After a much needed rest, the band of marooned heroes – Malkar, the swordmage; Geralt, the Sulajji rogue; Theothia, the human druid; Sol, the half-Dracaj warden; and Joar, the half-Doj warlord – resumed their pursuit of Lucan Keth, an escaped Bloodspeaker terrorist they’d agreed to capture for the warden Argus; in return for this service, Argus would help the larger body of survivors from the crash of the Black Wing pass safely through Dracaj-controlled territory.
The blood eye that the party had acquired from Argus told them that Keth had continued on to the remote mountain-based trading settlement of Tain. However, the blood eye also indicated that Keth had taken a minor detour to a small abandoned building at the bottom of a narrow valley; since he hadn’t stopped there long enough to take any significant rest, the party surmised he had some other purpose there, and their deigned to uncover it.
The building, as it turned out, was an abandoned but stocked monastery and library, one of the last remnants of a long-dissolved cloister called the Brotherhood of the Carfex.
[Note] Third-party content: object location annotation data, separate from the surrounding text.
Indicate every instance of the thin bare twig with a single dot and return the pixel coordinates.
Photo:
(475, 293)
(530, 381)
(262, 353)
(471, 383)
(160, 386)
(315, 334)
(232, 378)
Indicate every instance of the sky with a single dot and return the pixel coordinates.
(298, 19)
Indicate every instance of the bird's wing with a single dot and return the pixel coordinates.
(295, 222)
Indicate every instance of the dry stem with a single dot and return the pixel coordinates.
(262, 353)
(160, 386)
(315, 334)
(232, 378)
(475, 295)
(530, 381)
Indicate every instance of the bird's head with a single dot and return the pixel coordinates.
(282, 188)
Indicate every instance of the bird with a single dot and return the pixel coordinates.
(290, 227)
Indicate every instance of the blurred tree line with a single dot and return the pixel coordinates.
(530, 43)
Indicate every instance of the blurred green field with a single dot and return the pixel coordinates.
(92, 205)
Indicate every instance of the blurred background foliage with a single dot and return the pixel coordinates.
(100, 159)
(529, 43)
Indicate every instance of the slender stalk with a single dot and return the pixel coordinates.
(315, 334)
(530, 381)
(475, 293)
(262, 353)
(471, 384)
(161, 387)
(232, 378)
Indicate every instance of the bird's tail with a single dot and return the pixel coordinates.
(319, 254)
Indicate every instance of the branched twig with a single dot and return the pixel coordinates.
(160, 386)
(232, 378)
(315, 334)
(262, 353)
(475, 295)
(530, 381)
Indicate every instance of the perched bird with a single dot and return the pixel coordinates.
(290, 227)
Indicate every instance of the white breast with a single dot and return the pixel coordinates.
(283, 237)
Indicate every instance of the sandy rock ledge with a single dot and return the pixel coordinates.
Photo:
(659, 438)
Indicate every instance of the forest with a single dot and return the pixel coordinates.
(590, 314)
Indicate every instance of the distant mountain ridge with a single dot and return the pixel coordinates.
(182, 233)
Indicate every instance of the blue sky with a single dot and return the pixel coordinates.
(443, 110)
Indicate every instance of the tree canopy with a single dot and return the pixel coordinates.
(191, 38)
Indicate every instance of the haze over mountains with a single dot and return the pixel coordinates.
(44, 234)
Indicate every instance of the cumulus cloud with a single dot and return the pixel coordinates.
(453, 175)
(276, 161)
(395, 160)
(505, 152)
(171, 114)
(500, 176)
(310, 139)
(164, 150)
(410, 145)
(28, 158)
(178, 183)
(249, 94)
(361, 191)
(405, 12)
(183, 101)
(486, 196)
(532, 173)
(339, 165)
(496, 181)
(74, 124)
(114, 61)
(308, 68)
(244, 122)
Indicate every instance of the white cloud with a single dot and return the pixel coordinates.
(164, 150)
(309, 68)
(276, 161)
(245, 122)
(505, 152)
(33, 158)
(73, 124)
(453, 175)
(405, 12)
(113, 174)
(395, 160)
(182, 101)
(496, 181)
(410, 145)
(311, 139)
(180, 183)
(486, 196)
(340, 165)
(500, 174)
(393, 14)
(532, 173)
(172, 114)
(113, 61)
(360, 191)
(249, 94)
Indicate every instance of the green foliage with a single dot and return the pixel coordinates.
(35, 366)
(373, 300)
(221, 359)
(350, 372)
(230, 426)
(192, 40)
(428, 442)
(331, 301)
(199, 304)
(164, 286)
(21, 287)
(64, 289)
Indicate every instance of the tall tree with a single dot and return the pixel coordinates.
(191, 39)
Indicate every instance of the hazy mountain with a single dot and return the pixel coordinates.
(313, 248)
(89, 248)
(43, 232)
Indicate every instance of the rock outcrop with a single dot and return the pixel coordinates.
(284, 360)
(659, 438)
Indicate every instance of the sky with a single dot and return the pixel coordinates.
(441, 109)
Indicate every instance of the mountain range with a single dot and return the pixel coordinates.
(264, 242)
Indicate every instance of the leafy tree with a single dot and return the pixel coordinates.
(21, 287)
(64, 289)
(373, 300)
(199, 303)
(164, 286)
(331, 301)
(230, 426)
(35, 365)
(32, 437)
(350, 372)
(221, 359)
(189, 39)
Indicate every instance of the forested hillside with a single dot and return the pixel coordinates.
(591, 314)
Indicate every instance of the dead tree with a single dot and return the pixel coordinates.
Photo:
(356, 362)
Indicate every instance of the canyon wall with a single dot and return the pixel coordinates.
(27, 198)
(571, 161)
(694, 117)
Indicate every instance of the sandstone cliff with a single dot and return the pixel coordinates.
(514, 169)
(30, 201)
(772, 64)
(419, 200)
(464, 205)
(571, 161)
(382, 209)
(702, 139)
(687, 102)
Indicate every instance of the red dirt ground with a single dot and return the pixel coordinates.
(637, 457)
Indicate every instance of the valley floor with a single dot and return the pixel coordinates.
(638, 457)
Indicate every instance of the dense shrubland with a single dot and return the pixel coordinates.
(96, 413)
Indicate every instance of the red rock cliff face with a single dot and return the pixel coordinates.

And it was not empty: a small force of Gorgoloth, led by a pair of Gol sorcerers, desperately searched for something among the thousands of books. (This unit, it seemed, was part of a larger Rathian military force apparently intent on wiping out all civilized life in the area.) After a lengthy and confusing battle – one that saw more than a few painful falls from the upper level of the building to the ground floor – the villains were scattered.
Piecing together the tomes, scrolls, memory stones and notes the Gol had gathered granted the party some important facts. Apparently, a diabolic adventuring couple named Bloodmoon and Callador, who’d been tempted to the ways of evil by “a demonic source of otherworldly power” called the Scourge, had been defeated by the Brotherhood some time before the Black War. The lovers and the Scourge had then been interred in a chamber east of Tain called the Bloodwinter Tomb. The Brotherhood had not been able to destroy the Scourge, so they hired the best arcane engineers, demonologists and binders they could find to seal it and the lovers into the Tomb permanently. Unfortunately, some unexplained event led to the downfall of the Brotherhood and the Tomb’s premature sealing: while Bloodwinter remained a powerful oubliette, its wards were incomplete, and could be broken.
The information hinted that the Scourge’s influence was such it could compel beings who’d come too close to Bloodwinter so that they would return and break the seals…and Geralt guessed this might be the case with Lucan Keth, a frightening notion since another scroll indicated that the means to actually open the Tomb were located in a Brotherhood bookshop in Tain.
With renewed concern over what it might if Keth were to escape them, the party set out for Tain…but not before they were attacked by a squad of hostile Dracaj hunters and magi, part of the local tribe that laid claim to the area. After dispensing with these troublesome foes, the party renewed their pursuit.
Any questions over Tain’s fate were dispelled as the party approached the town: it was abandoned and in ruin, devastated by more Gorgoloth mercenaries and the Scourge madness seeping from Bloodwinter Tomb. Though the town was now largely abandoned, it quickly became apparent that scattered mercenary units still prowled Tain’s streets, one of which – a Gorgoloth squad led by a dangerous human mage, a pistoleer and a fully operational Motorgun Walker – challenged the party as soon as they arrived at the city gates.
Once these enemies were vanquished, the adventurers decided to take to the streets of Tain in order to pass through the city as quickly as possible, since the breadth of the settlement meant that to circumvent the city would take far too much precious time. After all, it seemed that Geralt was right: the blood eye had revealed that Lucan Keth had passed straight through Tain, and the party now intended to do the same, and catch up with him before it was too late.